Perhaps most surprising is that for a movie about the most vicious sexual predator in the history of horror, Dracula Untold feels oddly PG. This isn’t the historic story of Vlad the Impaler. In fact, Vlad’s gory past is glossed over in the film’s opening two minutes.

First-time screenwriter Burk Sharpless and Matt Sazama are clearly terrified of making Dracula terrifying. The result is a film more Marvel movie than monster mash. Charles Dance’s vampire dramatically warns of the eternal suffering that vampirism entails, but the movie only shows us the fun stuff. There’s no inner turmoil for Vlad about becoming a vampire – his struggle to resist blood barely registers.

If likeable was what the filmmakers were aiming for, they succeeded. Vlad and his family are sympathetic stereotypes, and it’s relatively easy to care about their fate. More worryingly is that this Dracula feels oddly powerless. War is forced by the sultan, and circumstances dictate that he become a vampire. It’s hardly a spoiler to say Vlad eventually drinks human blood, but even that comes about because he’s been told to do so by someone else.

This is a protagonist without agency, a Dracula completely unrecognisable to Bram Stoker’s villain – that Dracula actively spread his curse throughout Victorian London and struck fear into generations of cinemagoers.

Leaving any knowledge of the classic tale at the door is advisable. If you do, expect a fun film that is easy to enjoy. Inspired visuals help mask occasional ridiculousness. One particular highlight is watching a battle through the reflection of a sword, as it protrudes from a dying soldier.

THIS IS A PROTAGONIST WITHOUT AGENCY, A DRACULA COMPLETELY UNRECOGNISABLE TO BRAM STOKER’S VILLAIN

During more standard action, the direction falls short. The fighting is messily chopped together, and it’s sometimes difficult to know who’s killing who.

Nevertheless, the film is told confidently, never less than entertaining, and refrains from becoming the mind-numbing action-fest you might expect. The director allows for quieter moments, and he builds an endearing relationship between Vlad and his son in relatively short time.

One problem, of course, is that we always know how this ends. We all know Dracula is a vampire, the gimmick of resisting blood for three days and becoming human again is an unnecessary addition.

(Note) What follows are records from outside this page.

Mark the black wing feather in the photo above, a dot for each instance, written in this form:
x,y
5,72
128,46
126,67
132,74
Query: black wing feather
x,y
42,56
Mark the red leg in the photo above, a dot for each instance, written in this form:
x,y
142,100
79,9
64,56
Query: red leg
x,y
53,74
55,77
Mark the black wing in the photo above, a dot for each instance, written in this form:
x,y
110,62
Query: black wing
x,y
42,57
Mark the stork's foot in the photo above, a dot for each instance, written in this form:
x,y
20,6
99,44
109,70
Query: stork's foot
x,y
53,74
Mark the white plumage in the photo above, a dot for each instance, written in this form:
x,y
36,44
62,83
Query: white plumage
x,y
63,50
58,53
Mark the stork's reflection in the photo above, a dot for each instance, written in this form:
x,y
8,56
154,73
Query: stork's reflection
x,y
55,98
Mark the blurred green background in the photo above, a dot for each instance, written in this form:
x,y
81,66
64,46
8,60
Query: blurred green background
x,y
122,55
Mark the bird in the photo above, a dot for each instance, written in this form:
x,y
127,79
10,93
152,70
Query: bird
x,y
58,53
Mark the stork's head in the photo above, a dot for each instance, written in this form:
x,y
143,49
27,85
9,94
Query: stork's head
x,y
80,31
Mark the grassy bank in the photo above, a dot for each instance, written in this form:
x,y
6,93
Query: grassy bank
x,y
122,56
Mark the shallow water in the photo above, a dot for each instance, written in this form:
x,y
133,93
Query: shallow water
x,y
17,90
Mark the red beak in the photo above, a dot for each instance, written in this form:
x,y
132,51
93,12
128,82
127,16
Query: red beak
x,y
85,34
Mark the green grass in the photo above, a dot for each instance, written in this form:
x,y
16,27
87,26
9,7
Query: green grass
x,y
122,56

Some may dislike how obviously the script courts a sequel. Charles Dance’s character is criminally underused to make way for Untold 2. The film could have struck gold with Dance as the villain, but withholding him means Dracula is left to fight the woefully inferior Dominic Cooper and, later, his own vampire posse.

Universal has already announced plans to create a crossover Monsters universe to rival Marvel’s Avengers, and it seems there’ll be much more Dracula Untold for years to come. It doesn’t reinvent the wheel, but with likeable performances, a simple story and above average cinematography, it’s an enjoyable popcorn flick that’s much better than some would have you believe.